Yukon Public Schools 

High school students at Yukon Public Schools had a completely in-person schedule for eight weeks of the fall semester, and virtual for another eight weeks. 

YPS did not provide information on failure rates of high school students. 

About 10% of YPS high school students opted to use the district’s virtual option. About 8% chose to use the blended option. 

Widened Inequalities in Education 

Before COVID-19 was ever detected, there was a significant gap in academic performance between Oklahoma’s white and minority students. 

According to the National Assessment of Educational Progress, Oklahoma was below average in the U.S. in terms of reading and math scores in elementary and secondary schools. 

The NAEP’s 2019 report card for the state showed Black students in Oklahoma scored 30 points lower than white students in eighth-grade math. Hispanic students scored 11 points lower, and students eligible for the National School Lunch Program scored 20 points lower than their white classmates. 

Oklahoma Education Secretary Ryan Walters said he fears these gaps were widened by the pandemic. 

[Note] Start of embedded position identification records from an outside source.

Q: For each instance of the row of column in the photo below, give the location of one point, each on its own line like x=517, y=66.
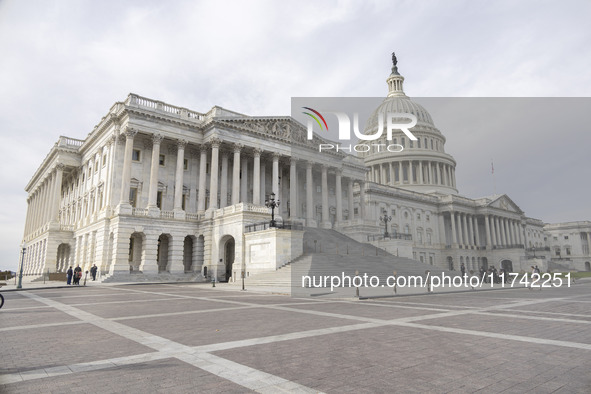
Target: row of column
x=239, y=183
x=500, y=231
x=416, y=172
x=43, y=203
x=35, y=258
x=81, y=201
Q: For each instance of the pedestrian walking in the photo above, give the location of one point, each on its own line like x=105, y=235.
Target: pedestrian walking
x=70, y=273
x=463, y=270
x=77, y=275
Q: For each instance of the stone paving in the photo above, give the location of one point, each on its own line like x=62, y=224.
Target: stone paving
x=186, y=338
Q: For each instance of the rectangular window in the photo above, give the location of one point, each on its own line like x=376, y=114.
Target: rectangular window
x=133, y=196
x=159, y=199
x=135, y=155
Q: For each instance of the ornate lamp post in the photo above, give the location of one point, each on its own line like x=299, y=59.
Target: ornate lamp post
x=385, y=219
x=271, y=203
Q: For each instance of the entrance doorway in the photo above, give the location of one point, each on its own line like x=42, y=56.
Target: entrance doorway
x=227, y=252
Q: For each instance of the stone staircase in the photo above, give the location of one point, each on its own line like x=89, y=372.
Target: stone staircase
x=328, y=253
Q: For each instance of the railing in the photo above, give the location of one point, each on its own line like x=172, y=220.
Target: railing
x=515, y=246
x=69, y=142
x=241, y=207
x=406, y=237
x=134, y=99
x=250, y=228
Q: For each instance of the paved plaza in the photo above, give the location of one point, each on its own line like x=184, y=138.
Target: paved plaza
x=194, y=338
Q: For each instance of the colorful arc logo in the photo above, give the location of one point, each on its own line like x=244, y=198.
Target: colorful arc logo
x=315, y=118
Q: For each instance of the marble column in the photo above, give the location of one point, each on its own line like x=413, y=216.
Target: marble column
x=214, y=181
x=339, y=195
x=309, y=195
x=421, y=172
x=154, y=165
x=275, y=177
x=477, y=232
x=470, y=230
x=59, y=173
x=244, y=179
x=325, y=211
x=350, y=201
x=178, y=176
x=126, y=178
x=362, y=200
x=293, y=189
x=498, y=239
x=392, y=177
x=236, y=175
x=263, y=181
x=202, y=179
x=224, y=181
x=109, y=176
x=256, y=177
x=453, y=227
x=463, y=229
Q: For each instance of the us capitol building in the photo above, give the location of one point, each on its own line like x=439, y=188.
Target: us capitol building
x=161, y=191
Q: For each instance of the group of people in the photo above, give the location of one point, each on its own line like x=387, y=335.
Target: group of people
x=74, y=275
x=490, y=274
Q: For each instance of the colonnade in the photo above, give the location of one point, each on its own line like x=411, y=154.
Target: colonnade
x=500, y=232
x=43, y=203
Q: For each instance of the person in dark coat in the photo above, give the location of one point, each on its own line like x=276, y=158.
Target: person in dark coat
x=70, y=273
x=77, y=275
x=93, y=271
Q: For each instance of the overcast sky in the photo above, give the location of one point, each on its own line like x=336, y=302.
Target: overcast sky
x=64, y=63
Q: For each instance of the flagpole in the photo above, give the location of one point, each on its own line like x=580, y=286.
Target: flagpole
x=492, y=170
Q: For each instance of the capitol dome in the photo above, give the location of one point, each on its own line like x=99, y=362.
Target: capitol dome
x=422, y=165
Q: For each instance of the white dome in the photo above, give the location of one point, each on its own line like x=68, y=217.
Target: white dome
x=422, y=165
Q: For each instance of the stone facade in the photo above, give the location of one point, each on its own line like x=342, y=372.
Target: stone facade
x=157, y=189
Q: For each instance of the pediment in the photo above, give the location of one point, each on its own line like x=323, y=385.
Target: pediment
x=505, y=203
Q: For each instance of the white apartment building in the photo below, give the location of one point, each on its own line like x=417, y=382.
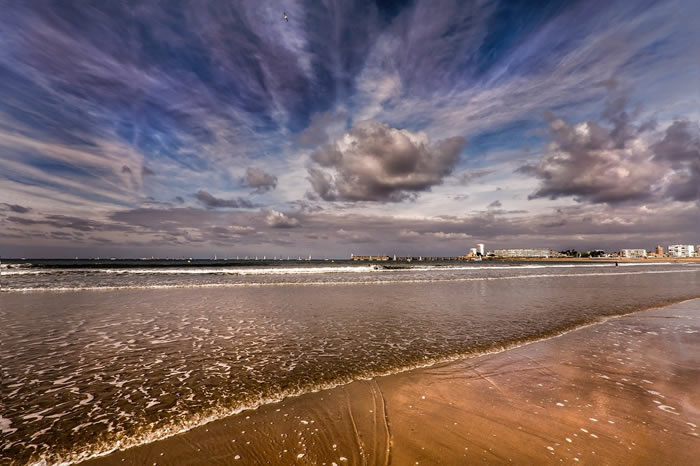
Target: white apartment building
x=633, y=253
x=681, y=250
x=535, y=252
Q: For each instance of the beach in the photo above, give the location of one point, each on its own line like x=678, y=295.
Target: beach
x=621, y=391
x=277, y=363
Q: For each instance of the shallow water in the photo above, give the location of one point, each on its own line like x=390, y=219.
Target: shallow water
x=161, y=349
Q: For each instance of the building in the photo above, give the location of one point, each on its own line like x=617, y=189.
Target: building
x=633, y=253
x=369, y=258
x=526, y=253
x=681, y=250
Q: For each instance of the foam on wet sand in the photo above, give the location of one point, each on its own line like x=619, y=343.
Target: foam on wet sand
x=623, y=391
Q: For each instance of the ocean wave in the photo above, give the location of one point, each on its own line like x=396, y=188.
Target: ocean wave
x=326, y=283
x=193, y=422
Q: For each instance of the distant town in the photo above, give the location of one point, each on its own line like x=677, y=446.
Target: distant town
x=479, y=252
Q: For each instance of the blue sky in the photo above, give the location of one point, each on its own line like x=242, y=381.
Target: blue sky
x=423, y=127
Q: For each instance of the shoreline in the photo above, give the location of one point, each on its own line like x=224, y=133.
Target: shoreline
x=135, y=454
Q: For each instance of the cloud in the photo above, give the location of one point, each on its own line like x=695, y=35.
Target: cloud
x=373, y=162
x=212, y=202
x=680, y=148
x=597, y=163
x=18, y=209
x=468, y=177
x=261, y=181
x=321, y=125
x=277, y=219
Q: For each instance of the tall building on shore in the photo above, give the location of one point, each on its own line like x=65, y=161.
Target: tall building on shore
x=532, y=252
x=681, y=250
x=633, y=253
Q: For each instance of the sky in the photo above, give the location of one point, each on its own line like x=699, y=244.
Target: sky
x=171, y=129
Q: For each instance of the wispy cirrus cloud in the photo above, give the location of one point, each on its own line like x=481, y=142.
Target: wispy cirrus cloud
x=130, y=108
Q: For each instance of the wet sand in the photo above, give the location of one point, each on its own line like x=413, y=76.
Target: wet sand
x=626, y=391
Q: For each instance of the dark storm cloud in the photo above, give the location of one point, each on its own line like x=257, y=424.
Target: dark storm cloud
x=69, y=222
x=212, y=202
x=261, y=181
x=373, y=162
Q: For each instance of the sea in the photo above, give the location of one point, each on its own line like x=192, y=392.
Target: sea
x=100, y=355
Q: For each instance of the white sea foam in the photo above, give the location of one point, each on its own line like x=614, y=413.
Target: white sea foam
x=333, y=283
x=5, y=426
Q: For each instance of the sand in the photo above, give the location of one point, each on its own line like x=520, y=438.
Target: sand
x=626, y=391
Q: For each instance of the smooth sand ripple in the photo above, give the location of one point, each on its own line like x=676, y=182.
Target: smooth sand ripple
x=624, y=391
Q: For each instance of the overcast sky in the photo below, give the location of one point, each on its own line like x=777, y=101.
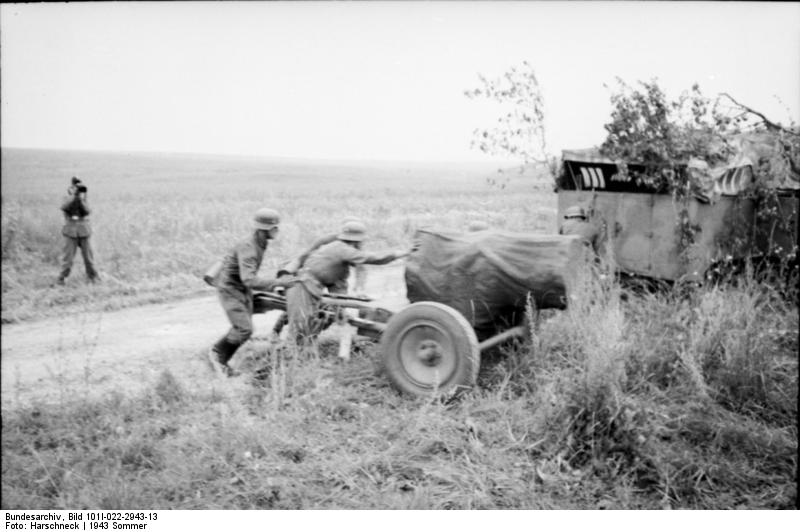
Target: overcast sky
x=351, y=80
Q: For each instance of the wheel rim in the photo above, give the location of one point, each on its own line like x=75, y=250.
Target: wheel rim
x=427, y=354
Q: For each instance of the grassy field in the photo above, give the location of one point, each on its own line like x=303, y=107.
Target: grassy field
x=160, y=220
x=626, y=400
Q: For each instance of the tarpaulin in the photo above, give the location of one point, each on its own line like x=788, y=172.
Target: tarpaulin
x=488, y=275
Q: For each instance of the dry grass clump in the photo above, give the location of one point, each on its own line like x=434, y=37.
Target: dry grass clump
x=689, y=398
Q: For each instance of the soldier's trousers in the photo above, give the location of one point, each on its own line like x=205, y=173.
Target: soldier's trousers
x=71, y=245
x=238, y=308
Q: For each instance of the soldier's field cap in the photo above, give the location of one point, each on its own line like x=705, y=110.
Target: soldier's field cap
x=576, y=211
x=353, y=231
x=477, y=225
x=266, y=219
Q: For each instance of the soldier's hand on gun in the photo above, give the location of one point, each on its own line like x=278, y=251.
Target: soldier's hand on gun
x=286, y=281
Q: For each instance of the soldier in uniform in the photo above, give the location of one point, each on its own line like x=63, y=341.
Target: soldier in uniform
x=327, y=269
x=76, y=231
x=235, y=283
x=575, y=223
x=292, y=268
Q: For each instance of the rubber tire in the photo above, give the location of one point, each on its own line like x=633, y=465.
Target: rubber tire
x=463, y=354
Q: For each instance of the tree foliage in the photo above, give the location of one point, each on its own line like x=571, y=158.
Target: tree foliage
x=662, y=134
x=520, y=130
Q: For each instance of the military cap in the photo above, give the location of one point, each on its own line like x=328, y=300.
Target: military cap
x=477, y=225
x=353, y=231
x=576, y=211
x=266, y=219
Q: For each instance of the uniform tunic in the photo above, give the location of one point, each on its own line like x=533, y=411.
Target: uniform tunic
x=235, y=284
x=326, y=268
x=76, y=233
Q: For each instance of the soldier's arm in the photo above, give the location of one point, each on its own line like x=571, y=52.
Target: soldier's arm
x=248, y=272
x=67, y=203
x=360, y=274
x=357, y=257
x=327, y=239
x=84, y=204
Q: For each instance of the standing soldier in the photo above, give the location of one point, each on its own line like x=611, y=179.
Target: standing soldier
x=235, y=283
x=328, y=268
x=76, y=231
x=295, y=265
x=575, y=223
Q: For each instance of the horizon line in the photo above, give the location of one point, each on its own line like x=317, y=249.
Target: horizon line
x=269, y=157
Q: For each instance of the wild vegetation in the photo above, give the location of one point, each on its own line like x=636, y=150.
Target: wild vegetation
x=627, y=399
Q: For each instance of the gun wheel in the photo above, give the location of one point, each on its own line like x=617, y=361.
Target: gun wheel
x=429, y=348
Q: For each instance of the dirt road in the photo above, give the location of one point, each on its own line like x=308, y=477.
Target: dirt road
x=95, y=353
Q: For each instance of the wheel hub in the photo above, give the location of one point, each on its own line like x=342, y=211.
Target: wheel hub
x=430, y=353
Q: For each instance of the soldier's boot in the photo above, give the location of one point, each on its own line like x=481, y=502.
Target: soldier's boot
x=220, y=354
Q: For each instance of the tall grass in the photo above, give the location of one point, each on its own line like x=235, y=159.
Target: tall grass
x=625, y=400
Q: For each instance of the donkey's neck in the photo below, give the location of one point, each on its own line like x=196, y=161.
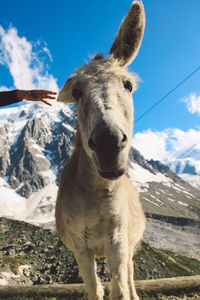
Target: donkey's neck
x=87, y=172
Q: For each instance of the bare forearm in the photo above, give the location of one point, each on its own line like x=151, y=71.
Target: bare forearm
x=9, y=97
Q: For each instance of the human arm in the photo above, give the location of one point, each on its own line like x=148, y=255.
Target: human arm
x=10, y=97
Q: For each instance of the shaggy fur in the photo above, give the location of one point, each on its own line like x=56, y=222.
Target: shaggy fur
x=98, y=212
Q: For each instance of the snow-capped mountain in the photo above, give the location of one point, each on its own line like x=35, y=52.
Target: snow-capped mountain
x=186, y=163
x=35, y=143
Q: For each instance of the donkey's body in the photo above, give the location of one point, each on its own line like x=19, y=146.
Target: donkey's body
x=98, y=212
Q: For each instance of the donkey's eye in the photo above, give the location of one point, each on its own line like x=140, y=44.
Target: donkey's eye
x=128, y=85
x=77, y=93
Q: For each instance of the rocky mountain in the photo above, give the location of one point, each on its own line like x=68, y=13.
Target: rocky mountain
x=32, y=255
x=35, y=143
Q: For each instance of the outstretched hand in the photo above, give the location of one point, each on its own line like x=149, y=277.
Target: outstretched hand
x=36, y=95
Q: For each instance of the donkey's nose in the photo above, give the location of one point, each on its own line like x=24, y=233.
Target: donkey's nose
x=106, y=138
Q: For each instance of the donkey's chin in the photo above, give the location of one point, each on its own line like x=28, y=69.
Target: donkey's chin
x=112, y=175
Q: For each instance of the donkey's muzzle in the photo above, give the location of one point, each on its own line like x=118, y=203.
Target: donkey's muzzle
x=107, y=144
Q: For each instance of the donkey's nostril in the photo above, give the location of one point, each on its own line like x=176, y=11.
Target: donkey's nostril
x=91, y=143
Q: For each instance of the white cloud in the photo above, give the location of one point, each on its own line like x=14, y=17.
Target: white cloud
x=167, y=144
x=151, y=144
x=25, y=62
x=193, y=103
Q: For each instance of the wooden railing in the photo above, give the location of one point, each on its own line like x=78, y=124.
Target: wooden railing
x=166, y=285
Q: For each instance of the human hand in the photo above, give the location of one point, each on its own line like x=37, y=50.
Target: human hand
x=36, y=95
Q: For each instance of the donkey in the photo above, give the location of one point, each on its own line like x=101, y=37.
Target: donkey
x=98, y=212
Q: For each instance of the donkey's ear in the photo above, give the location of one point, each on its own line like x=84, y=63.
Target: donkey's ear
x=130, y=34
x=65, y=95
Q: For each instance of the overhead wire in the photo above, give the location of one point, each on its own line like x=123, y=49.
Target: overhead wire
x=166, y=95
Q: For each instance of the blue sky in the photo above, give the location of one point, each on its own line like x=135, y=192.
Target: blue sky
x=63, y=34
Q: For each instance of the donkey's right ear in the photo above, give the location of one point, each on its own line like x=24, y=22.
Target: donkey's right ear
x=65, y=95
x=130, y=34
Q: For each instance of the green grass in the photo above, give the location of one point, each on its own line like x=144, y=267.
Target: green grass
x=143, y=296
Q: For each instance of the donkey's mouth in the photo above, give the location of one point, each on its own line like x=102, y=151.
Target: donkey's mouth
x=111, y=175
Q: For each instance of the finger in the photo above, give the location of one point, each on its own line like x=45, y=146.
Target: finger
x=43, y=92
x=46, y=102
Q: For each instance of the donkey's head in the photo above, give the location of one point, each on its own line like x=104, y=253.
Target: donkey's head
x=102, y=91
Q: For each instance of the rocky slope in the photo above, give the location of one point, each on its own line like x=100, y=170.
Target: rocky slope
x=32, y=255
x=35, y=143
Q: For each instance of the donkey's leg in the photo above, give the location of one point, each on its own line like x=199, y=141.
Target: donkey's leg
x=117, y=258
x=133, y=294
x=87, y=267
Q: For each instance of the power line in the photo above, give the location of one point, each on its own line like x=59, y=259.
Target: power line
x=164, y=97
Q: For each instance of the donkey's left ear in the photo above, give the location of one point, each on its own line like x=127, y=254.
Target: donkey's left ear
x=130, y=34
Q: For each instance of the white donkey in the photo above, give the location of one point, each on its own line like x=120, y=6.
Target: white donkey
x=98, y=212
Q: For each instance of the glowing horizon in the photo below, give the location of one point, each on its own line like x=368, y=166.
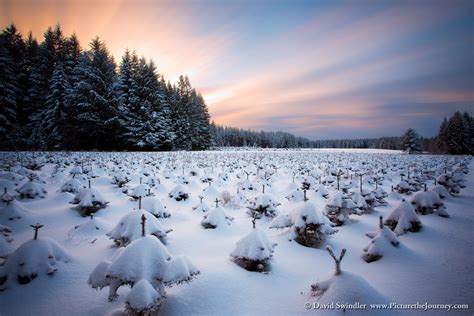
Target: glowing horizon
x=316, y=69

“I think we’re going to see students that were behind are going to be particularly affected,” he said. “I think that those are the ones that get the individual intervention, that our teachers are so good at identifying in the classroom setting to say, ‘I’ve got to spend extra time with this student.’ 

“It’s heartbreaking,” Walters said. 

Preparing For Spring 

Walters, who was tapped for the position by Gov. Kevin Stitt in September, said every district should offer in-person classes in the spring. 

“I really am concerned about our younger students, I’m concerned about our students who have fallen behind,” Walters said. 

Many districts have chosen to require masks in school buildings to minimize the spread of COVID-19. 

Walters said masking and social distancing help “tremendously” to limit virus transmission but is undecided on a statewide mask mandate in schools. 

He said Stitt, who called on parents to pressure school districts to offer in-person classes, is still considering such a mandate. 

“That will be continuing conversation we have inside the cabinet, but I know the governor himself is continuing to look at all of those factors in making those decisions,” Walters said. 

Stitt moved teachers up on the priority list for vaccine distribution last month when he urged districts to offer in-person classes this spring. 

On Monday, Deputy Health Commissioner Keith Reid said he has no estimate when teachers may start receiving the vaccine. Supply updates are provided weekly from the federal government, he said, so long-term distribution planning is difficult.